Maka dari itu perlu usaha serius yang melibatkan banyak pihak dalam mengadakan sensus tersebut, yang melibatkan komunitas-komunitas penggiat pendidikan dan komite sekolah.
Data yang terkumpul tersebut harus dimuat secara online dan realtime dalam satu web online khusus yang merilis data sekolah di seluruh Indonesia yang bisa diakses oleh semua pihak dan masyarakat.
Jika perlu, masyarakat awam seperti orang tua wali peserta didik pun bisa mengupload  beberapa fasilitas sekolahnya yang rusak ke web resmi tersebut serta selalu mem-follow up lewat web tersebut, jika belum ada tindak lanjut perbaikan.

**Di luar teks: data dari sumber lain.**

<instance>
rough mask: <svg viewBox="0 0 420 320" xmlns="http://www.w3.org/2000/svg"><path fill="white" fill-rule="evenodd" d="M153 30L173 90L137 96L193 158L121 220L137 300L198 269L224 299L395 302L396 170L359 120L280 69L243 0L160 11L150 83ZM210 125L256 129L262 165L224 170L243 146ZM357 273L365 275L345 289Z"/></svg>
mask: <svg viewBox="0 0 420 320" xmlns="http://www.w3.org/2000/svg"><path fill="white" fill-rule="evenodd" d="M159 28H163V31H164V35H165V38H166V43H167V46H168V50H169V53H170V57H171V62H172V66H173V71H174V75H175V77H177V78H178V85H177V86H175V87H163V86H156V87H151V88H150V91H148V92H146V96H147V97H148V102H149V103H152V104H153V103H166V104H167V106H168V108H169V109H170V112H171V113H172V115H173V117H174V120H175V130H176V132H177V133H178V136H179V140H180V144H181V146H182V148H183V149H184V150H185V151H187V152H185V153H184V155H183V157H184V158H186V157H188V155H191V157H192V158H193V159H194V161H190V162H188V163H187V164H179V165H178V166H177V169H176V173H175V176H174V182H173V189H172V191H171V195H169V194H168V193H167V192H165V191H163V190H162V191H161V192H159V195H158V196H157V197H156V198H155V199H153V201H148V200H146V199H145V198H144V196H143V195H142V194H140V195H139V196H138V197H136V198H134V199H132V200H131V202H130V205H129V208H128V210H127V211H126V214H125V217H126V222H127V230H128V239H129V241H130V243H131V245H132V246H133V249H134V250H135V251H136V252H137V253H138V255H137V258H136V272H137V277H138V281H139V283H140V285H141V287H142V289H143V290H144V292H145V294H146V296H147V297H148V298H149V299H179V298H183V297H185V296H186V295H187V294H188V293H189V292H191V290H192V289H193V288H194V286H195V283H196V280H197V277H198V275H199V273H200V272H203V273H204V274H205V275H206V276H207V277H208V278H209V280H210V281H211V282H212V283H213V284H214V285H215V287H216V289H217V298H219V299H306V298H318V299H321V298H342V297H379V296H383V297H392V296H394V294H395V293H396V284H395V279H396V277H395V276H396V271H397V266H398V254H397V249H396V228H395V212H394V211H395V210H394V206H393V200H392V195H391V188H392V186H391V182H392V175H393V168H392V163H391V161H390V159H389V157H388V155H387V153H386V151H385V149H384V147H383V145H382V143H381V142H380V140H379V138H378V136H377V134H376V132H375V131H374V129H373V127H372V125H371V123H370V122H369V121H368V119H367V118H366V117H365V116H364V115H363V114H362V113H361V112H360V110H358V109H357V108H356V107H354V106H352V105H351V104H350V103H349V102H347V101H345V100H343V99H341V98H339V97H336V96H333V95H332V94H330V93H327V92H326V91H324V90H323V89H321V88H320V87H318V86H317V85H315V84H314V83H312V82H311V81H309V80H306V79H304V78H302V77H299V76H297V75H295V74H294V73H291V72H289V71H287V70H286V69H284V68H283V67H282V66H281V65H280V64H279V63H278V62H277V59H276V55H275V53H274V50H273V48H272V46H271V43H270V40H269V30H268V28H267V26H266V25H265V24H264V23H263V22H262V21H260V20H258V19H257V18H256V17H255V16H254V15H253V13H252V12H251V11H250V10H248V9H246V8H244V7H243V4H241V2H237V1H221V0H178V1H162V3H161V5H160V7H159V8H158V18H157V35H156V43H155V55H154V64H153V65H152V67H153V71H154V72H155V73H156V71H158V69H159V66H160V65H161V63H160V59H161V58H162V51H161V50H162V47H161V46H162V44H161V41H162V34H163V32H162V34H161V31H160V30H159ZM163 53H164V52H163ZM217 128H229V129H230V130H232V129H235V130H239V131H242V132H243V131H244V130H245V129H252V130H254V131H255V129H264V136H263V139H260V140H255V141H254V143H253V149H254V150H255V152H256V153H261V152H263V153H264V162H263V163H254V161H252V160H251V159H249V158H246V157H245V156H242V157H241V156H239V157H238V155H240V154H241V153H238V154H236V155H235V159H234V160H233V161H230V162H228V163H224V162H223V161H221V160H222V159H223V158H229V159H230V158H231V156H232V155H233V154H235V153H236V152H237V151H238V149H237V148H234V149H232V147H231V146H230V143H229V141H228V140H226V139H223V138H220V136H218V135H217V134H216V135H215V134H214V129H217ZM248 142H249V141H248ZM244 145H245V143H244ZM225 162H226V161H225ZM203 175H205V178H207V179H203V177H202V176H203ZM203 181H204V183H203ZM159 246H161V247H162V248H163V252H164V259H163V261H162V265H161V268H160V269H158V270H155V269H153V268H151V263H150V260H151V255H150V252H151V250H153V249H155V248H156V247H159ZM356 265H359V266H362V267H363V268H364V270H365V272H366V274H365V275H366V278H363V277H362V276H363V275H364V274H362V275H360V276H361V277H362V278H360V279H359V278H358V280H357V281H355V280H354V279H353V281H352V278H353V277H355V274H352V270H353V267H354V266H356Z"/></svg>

Jika memang sampai waktu yang belum ditentukan, tidak ada perbaikan sama sekali, langsung lapor saja ke kepala daerah setempat, kalau perlu dirilis di sosial media. Karena banyak kasus yang terjadi adalah, terkadang jika ada kerusakan, pihak sekolah melapor ke dinas setempat, tindak lanjutnya baru setahun kemudian, kalau sudah begini mau menunggu atap kelas roboh dulu.
Dengan sistem sensus online kondisi sarana dan prasarana sekolah, maka diharapkan perbaikan-perbaikan fasilitas sekolah bisa cepat diekseskusi oleh dinas setempat, sehingga pemerataan kualitas pendidikan dari segi infrastuktur bisa terealisasi segera.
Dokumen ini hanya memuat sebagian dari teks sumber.